Lithiumbatteriemontage

Hier könnte es heiß werden!

Produktion von Lithium-Ionen-Akkumulatoren. Lithium-Ionen-Zellen sind die aussichtsreichsten Kandidaten für die mobile Energieversorgung der Zukunft. Durch eine strategische Partnerschaft mit dem Berliner Ingenieurbüro Celono kann Ingenics nun Batteriemontagelinien für die Automobilindustrie realisieren.

1: Hoher Platzbedarf: Für den zunehmenden Bedarf an Lithiumbatterien werden große Fabrikhallen benötigt. (Foto: Celono)

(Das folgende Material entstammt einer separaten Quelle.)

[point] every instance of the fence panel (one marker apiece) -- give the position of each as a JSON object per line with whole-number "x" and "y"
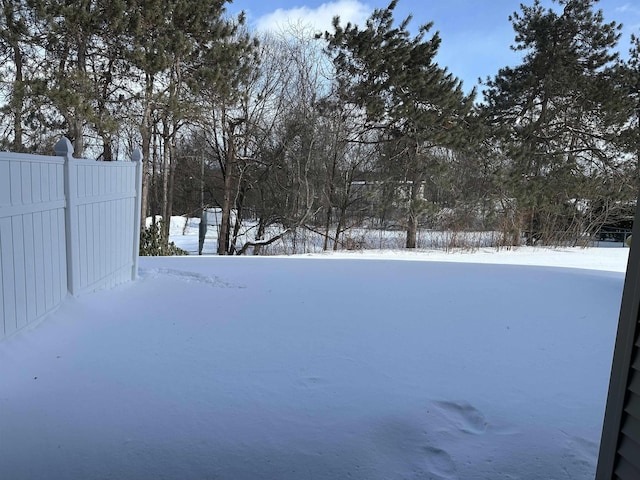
{"x": 66, "y": 226}
{"x": 33, "y": 280}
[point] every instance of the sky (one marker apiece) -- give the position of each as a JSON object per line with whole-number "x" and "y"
{"x": 476, "y": 34}
{"x": 360, "y": 365}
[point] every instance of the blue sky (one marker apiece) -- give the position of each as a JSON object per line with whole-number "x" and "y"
{"x": 476, "y": 34}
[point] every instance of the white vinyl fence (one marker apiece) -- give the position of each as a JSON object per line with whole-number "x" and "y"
{"x": 67, "y": 226}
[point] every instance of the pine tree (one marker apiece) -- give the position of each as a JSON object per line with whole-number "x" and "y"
{"x": 407, "y": 98}
{"x": 556, "y": 115}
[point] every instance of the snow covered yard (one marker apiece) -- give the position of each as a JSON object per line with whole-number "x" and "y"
{"x": 324, "y": 367}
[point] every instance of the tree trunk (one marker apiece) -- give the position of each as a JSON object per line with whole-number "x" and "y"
{"x": 145, "y": 133}
{"x": 412, "y": 216}
{"x": 229, "y": 173}
{"x": 18, "y": 99}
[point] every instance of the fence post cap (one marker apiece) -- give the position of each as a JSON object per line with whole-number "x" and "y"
{"x": 136, "y": 156}
{"x": 63, "y": 147}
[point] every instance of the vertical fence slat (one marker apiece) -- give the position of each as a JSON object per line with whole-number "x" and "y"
{"x": 48, "y": 267}
{"x": 19, "y": 274}
{"x": 39, "y": 261}
{"x": 16, "y": 183}
{"x": 5, "y": 184}
{"x": 9, "y": 296}
{"x": 30, "y": 266}
{"x": 36, "y": 180}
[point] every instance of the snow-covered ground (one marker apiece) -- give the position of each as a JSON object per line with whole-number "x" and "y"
{"x": 471, "y": 366}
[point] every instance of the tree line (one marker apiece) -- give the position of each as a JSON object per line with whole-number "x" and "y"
{"x": 357, "y": 127}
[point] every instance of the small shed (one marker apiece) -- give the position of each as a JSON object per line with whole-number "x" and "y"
{"x": 619, "y": 456}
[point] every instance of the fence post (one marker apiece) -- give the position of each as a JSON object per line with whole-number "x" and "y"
{"x": 137, "y": 158}
{"x": 63, "y": 148}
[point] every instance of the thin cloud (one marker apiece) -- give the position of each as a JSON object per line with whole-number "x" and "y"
{"x": 318, "y": 19}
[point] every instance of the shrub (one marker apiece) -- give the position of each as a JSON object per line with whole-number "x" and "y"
{"x": 155, "y": 242}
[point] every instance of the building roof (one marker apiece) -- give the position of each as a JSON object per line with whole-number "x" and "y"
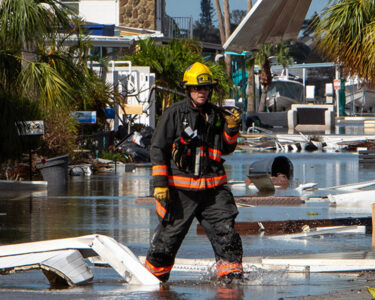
{"x": 268, "y": 22}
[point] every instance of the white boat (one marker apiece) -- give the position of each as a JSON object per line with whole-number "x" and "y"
{"x": 361, "y": 200}
{"x": 284, "y": 91}
{"x": 359, "y": 97}
{"x": 63, "y": 259}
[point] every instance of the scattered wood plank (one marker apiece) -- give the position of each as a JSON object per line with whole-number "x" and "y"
{"x": 294, "y": 226}
{"x": 366, "y": 156}
{"x": 243, "y": 200}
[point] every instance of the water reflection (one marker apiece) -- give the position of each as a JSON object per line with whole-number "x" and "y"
{"x": 107, "y": 204}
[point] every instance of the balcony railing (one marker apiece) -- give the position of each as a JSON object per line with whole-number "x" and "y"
{"x": 178, "y": 27}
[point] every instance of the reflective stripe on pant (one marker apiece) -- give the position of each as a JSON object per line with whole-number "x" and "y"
{"x": 225, "y": 268}
{"x": 215, "y": 210}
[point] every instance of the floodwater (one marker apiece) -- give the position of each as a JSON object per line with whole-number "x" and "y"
{"x": 107, "y": 204}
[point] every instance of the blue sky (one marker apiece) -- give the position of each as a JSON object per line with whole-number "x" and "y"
{"x": 191, "y": 8}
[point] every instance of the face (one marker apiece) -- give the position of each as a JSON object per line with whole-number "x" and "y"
{"x": 199, "y": 94}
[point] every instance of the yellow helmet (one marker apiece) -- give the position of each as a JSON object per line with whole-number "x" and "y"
{"x": 198, "y": 74}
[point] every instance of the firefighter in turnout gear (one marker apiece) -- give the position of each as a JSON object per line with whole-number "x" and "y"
{"x": 189, "y": 177}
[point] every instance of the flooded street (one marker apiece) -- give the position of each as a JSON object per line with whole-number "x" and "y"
{"x": 109, "y": 204}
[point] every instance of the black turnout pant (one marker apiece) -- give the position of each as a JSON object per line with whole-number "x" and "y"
{"x": 216, "y": 211}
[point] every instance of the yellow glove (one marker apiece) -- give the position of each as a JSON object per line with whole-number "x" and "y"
{"x": 233, "y": 118}
{"x": 161, "y": 193}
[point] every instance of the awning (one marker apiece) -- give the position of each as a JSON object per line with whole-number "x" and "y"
{"x": 268, "y": 22}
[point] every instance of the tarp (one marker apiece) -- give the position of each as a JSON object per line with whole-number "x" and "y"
{"x": 268, "y": 22}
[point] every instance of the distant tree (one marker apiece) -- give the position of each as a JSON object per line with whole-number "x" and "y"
{"x": 204, "y": 29}
{"x": 345, "y": 34}
{"x": 262, "y": 58}
{"x": 206, "y": 34}
{"x": 169, "y": 63}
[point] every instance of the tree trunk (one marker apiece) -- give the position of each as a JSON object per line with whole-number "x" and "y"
{"x": 250, "y": 90}
{"x": 262, "y": 103}
{"x": 220, "y": 22}
{"x": 249, "y": 5}
{"x": 265, "y": 80}
{"x": 250, "y": 78}
{"x": 228, "y": 59}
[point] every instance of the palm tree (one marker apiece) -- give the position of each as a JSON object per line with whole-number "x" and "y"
{"x": 345, "y": 34}
{"x": 250, "y": 77}
{"x": 36, "y": 64}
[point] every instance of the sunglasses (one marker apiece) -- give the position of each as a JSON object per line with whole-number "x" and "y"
{"x": 201, "y": 87}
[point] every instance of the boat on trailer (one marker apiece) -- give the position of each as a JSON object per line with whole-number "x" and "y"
{"x": 284, "y": 91}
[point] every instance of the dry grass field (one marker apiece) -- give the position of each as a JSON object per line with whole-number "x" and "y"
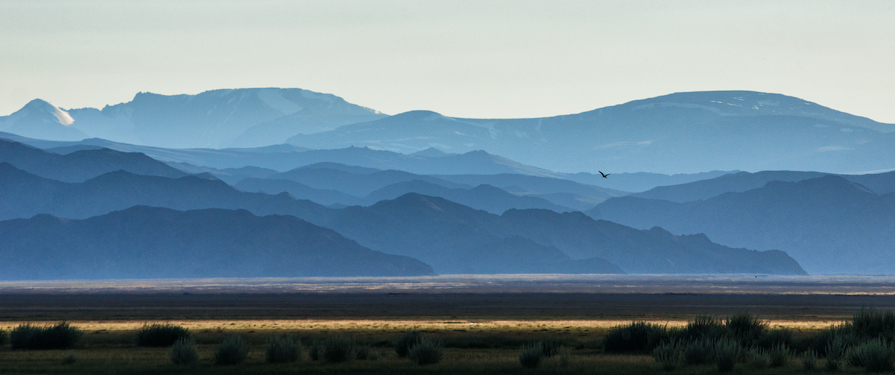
{"x": 483, "y": 321}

Tendenz und Geschwindigkeit von Entwicklungen werden durch Markt- und Kundenvorgaben sowie politisch-gesellschaftliche Rahmenbedingungen bestimmt. Auf den Automobilbau trifft diese Aussage in besonderem Maße zu. Die durch den Gesetzgeber hoch gesteckten CO2-Ziele haben eine Dynamik im Bereich der Elektro- und Hybridfahrzeuge ausgelöst, die schnell an wirtschaftlicher Bedeutung gewinnt. Ein Effekt ist, dass die Hersteller am Design feilen und leichtere Materialien entwickeln. Entscheidend werden aber die Reichweite und Verfügbarkeit leistungsstarker Akkumulatoren sein, wobei Lithium-Ionen-Zellen die aussichtsreichsten Kandidaten für die mobile Energieversorgung der Zukunft sind. Während Ingenics bei den Themen Montageplanung, Logistik, Fertigungstechnologien und Projektmanagement auf die Expertise zahlreicher Berater bauen kann und selbst viele bedeutende Kundenkontakte hat, bringt Celono umfassendes Know-how zum Thema Lithium-Technologien mit. Hier wird speziell das Wissen des Automotive-Ingenieurs Dr. Thomas Forchert genannt. Er leitete bei Mercedes-Benz den Montageplanungsbereich „End of Line“ und sammelte dann in der Leitung von Kooperationsprojekten an der Standford University in Kalifornien, USA, internationale Erfahrung. 2009 gründete er in Berlin das Ingenieurbüro Celono.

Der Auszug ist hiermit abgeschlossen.